2. The valve device according to claim 1, characterized in that another orifice (36) with a preferably constant opening area is connected parallel to the variable orifice (32).

3. The valve device according to claim 2, characterized in that in a valve housing (60) assigned to the proportional magnet (34) there is at least one first row of bores with at least two passage openings (72, 74) that are arranged in succession in the direction of travel of the control spool (62), which control spool can be moved within the valve housing (60) by means of the proportional magnet (34).

4. The valve device according to claim 3, characterized in that the control spool (62) varies at least one free opening area of the passage openings (72, 74) which are located in succession in the valve housing (60).

5. The valve device according to claim 3, characterized in that the first row of bores (72, 74) in the valve housing (60) is connected to a pressure supply source (12) and that the respectively other passage opening (76) is connected to at least one fluid inlet (E1) of the pressure compensator (16) to carry fluid.

6. The valve device according to claim 5, characterized in that at the branch site (X) of the hydraulic circuit (10) a partial flow of the volumetric fluid flow is supplied to the valve housing (60) of the proportional magnet (34) by way of the first row of holes (72, 74) and the second partial flow is supplied at least to one other fluid inlet (E2) of the pressure compensator (16).

7. The valve device according to claim 6, characterized in that at one further branch site (84) at a time in the secondary branch, part of the partial volumetric flow is routed on the inlet side (E1, E2) of the pressure compensator (16) to the assigned spool end side (88) of the pressure compensator spool (20).

8. The valve device according to claim 7, characterized in that the pressure compensator spool (20) in each of its positions of travel separates the inlet sides (E1, E2) fluid-tight from the spool end sides (88) by means of the spool ring surfaces (90) which adjoin the pressure compensator housing (18) and that a damping orifice (92) is connected in at least one secondary branch (86).

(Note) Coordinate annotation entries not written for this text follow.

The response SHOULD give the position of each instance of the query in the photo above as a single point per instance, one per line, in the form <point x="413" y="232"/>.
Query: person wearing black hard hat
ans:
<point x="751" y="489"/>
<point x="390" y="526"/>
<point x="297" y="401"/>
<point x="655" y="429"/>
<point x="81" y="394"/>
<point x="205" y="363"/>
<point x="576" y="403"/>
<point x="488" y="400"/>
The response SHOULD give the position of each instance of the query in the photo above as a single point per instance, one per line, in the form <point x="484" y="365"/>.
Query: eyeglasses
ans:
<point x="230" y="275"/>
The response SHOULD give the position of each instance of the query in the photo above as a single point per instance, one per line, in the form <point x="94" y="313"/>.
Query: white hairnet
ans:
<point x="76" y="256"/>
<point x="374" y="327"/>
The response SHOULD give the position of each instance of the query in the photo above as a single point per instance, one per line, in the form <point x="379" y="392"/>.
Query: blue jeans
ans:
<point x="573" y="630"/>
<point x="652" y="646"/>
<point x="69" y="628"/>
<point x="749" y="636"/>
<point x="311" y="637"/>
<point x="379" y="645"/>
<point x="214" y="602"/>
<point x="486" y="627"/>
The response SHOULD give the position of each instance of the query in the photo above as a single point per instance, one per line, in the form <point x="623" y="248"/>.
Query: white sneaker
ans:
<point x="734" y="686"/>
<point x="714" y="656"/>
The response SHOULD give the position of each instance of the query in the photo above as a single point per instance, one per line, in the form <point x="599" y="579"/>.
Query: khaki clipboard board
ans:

9. The valve device according to claim 7, characterized in that the pressure compensator spool (20) in each of its positions of travel produces a fluid-carrying connection between the inlet sides (E1, E2) and the spool end sides (88) which can be assigned to the latter by means of the spool ring surfaces (90) which are spaced apart from the pressure compensator housing (18).

10. The valve device according to claim 1, characterized in that at least the pressure compensator (16) and the respectively used orifices (32, 36) and proportional magnet (34) are components of a common valve block (58).